Chief Executive Officer Anthony Viljoen confirmed the agreement, stating that The Orange Trust is Andrada’s largest shareholder, holding 15.81% of the company’s issued ordinary shares.

“This strategic investment reflects our confidence in the abundant tin resources of Namibia’s Erongo region, particularly within the Uis mining license. We anticipate a surge in tin demand over the year, which, combined with Andrada’s entrenched position in the global tin supply chain, creates a unique competitive advantage for the company,” Viljoen said.

According to the CEO, the additional plant provides a modular pathway to scale up operations within the existing mining footprint while the company evaluates new pits and validates historical resources.

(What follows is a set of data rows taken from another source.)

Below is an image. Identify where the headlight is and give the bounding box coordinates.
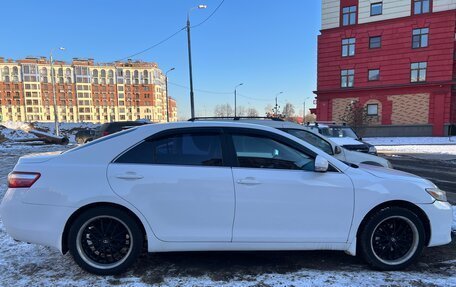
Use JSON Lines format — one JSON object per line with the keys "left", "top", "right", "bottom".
{"left": 368, "top": 146, "right": 377, "bottom": 154}
{"left": 426, "top": 188, "right": 447, "bottom": 202}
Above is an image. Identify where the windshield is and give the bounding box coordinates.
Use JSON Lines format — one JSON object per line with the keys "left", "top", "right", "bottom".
{"left": 320, "top": 127, "right": 359, "bottom": 139}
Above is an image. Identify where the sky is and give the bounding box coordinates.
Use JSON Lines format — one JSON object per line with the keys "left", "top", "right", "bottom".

He emphasized that the new plant would operate independently, ensuring no disruption to ongoing mining activities or the expansion aimed at boosting tantalum and lithium revenues at Andrada’s primary plant.

“This expansion also enables us to explore and initiate production from other high-grade ore bodies across the Erongo region. Our integrated approach of expanding tin output while advancing the polymetallic potential of our ore body should significantly enhance cash flow and improve profit margins. The strong support from our existing shareholder, reflected in this financing, underscores the broad confidence in our growth strategy and reinforces our commitment to sustainable, scalable production and expansion,” he said.

Under the terms of the agreement, Andrada has secured a US$2.5 million, six-month loan from LCA to procure a 100-ton-per-hour tin concentrate production plant.

“The plant will have the capacity to process a wide range of tin ore grades, consisting of a three-stage primary crushing and screening circuit, a jigging section, and shaking tables. The output from the plant is anticipated to be similar to the tin concentrate produced from the existing processing plant,” Viljoen stated.

The loan agreement stipulates a six-month term from the date of drawdown, with an option for an extension. No interest is payable on the loan. Instead, a facility fee of US$50,000 per month will be charged, with the first two months’ fees capitalized and repaid in the third month as a cumulative sum of US$100,000. The total facility fee for the six-month period amounts to US$300,000.

Andrada is required to repay a total of US$2.6 million, consisting of an initial payment of US$100,000 for the capitalized fees from the first two months, followed by a final repayment of US$2.5 million, which represents the principal loan amount. The loan is secured against the newly procured plant.

“The repayment schedule is structured to ensure sufficient cash flow for immediate operational requirements while also facilitating timely debt servicing. Management is keen to proceed with the planned expansion initiatives and remains committed to keeping the market informed of any material developments,” Viljoen added.